The 2001->2002 OS upgrade is a common 4th gen Camaro/Firebird mod... I don't know why someone went the other way (backward in time)... the 2001 and 2002 files are pretty much identical, the 2002 file has an extra table or two, and maybe some corrections.

Compare your 2001 file with the stock 2001 file, take note of the engine mods, and go from there...

If you say that it is tuned horribly, then you might try flashing in the 2002 file and see how it runs, and start tuning from there.

gpr
July 25th, 2011, 09:23 AM
I flashed it with a 2002 stock tune file and it started and idled but would die shifting into gear. I'm thinking I will stay with the 2002 OS then copy the fuel (possibly spark) tables that was running on the car from the 2001 OS into the 2002 OS as a base line to start with.

ScarabEpic22
July 25th, 2011, 09:31 AM
Good idea, think you'll be much happier with an 02 OS as a baseline to work from.
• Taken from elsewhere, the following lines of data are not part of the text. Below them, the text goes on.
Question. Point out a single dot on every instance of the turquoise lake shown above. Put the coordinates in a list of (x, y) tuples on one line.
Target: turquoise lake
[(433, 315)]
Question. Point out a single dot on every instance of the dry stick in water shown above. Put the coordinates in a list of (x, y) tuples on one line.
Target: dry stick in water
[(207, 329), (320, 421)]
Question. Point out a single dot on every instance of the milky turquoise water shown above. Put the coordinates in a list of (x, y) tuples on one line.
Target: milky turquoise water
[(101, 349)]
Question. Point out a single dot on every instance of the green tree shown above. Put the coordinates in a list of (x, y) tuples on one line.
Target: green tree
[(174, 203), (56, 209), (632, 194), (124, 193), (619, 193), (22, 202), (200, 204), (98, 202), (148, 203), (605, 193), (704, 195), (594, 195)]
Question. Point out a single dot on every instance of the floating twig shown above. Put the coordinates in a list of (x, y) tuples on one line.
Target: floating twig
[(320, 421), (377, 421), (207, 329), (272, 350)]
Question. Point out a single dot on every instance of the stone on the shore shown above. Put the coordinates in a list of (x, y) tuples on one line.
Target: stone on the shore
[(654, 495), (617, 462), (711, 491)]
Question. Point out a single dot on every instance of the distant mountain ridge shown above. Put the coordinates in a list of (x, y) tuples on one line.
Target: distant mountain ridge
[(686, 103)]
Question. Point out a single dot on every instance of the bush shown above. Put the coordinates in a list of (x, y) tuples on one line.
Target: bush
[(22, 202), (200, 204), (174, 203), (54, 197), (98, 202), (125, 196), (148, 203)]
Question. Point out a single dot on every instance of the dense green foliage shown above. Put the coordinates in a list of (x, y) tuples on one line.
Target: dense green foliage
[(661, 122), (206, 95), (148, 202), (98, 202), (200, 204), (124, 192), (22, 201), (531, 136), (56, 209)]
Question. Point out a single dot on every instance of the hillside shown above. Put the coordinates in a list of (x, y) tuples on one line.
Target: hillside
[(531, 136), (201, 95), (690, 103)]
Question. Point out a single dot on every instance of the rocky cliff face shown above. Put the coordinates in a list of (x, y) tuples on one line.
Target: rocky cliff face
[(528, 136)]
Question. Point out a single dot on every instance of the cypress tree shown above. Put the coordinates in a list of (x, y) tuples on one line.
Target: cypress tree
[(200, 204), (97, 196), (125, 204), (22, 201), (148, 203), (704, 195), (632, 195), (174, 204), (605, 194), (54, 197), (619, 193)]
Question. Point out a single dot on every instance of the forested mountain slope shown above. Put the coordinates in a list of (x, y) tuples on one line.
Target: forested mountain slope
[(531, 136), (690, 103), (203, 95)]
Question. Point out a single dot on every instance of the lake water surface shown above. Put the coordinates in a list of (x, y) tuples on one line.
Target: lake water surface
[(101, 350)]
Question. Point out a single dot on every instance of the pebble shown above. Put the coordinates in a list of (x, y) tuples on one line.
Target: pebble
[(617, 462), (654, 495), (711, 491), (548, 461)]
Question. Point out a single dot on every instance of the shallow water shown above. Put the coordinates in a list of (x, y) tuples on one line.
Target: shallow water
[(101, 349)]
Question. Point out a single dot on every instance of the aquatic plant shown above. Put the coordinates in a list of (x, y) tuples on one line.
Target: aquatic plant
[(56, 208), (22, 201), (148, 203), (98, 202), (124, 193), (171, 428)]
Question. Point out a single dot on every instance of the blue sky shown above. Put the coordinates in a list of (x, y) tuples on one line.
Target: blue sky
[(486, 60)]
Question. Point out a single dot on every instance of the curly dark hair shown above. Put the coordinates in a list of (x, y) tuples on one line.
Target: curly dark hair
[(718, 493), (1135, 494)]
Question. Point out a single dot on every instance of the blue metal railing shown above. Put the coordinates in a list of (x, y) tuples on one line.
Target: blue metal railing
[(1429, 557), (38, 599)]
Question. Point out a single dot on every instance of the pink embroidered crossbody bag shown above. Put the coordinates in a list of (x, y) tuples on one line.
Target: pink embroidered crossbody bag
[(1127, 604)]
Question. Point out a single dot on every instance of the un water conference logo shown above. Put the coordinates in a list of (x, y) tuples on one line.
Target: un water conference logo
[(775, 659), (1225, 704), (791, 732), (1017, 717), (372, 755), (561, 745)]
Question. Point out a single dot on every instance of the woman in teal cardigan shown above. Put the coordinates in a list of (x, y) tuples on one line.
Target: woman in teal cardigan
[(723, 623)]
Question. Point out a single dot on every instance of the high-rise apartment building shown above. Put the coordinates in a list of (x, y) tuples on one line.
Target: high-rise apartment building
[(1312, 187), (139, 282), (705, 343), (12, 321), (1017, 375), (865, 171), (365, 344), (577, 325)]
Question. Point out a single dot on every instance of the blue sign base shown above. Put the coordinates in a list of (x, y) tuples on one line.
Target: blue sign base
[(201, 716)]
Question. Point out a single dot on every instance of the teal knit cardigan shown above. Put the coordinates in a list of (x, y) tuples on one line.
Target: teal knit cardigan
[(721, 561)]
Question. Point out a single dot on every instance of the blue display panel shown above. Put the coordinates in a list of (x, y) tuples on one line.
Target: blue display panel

Do you have a wideband yet?

Have you read the Calc.VET tutorial? Ive used it and its super easy to dial a car in quickly. I only used the part throttle aspect of it (Calc.VE, not Calc.VET) but within 3 or 4 runs I had a solid VE table.

gpr
July 25th, 2011, 10:24 AM
I have read the tutorials but have not installed my lc-1 on the car or setup with efi live yet. Many reasons really. I'm in the middle of moving my shop, the lc-1 is being used on my dyno's air pump, and i will be changing headers and exhaust and intake on the car anyway. once i do that i will worry about actually tuning it. I had a few minutes this weekend so i sat down to look through the tune and noticed the 2001 OS.

gpr
July 26th, 2011, 04:26 AM
Well i think i figured out why i have a 2001 OS installed in the car. The vin i get from the PCM is different from the one on the actual car. The vin coming off of the pcm is a vin for a 2001 car.....

So what should i do? is there a way to update the correct vin number into the PCM? I'm assuming at sometime the PCM went bad and was replaced thus the discrepancy, or can you easily program PCM's. Does it really matter and is there anything different between 2001 and 2002 PCM's other than the OS? Will it affect anything in the future having the wrong vin?

gpr
July 26th, 2011, 04:31 AM
Another thought i had. Is it possible this car was built early in 2002 and they were still using some 2001 left over parts?

I know back in 69 this happened on our camaro.

joecar
July 26th, 2011, 07:07 AM
Yes, the scantool can be used to write the VIN, see Bidirectional->Write VIN.

The 2001 and 2002 F-car PCM files are 99% the same.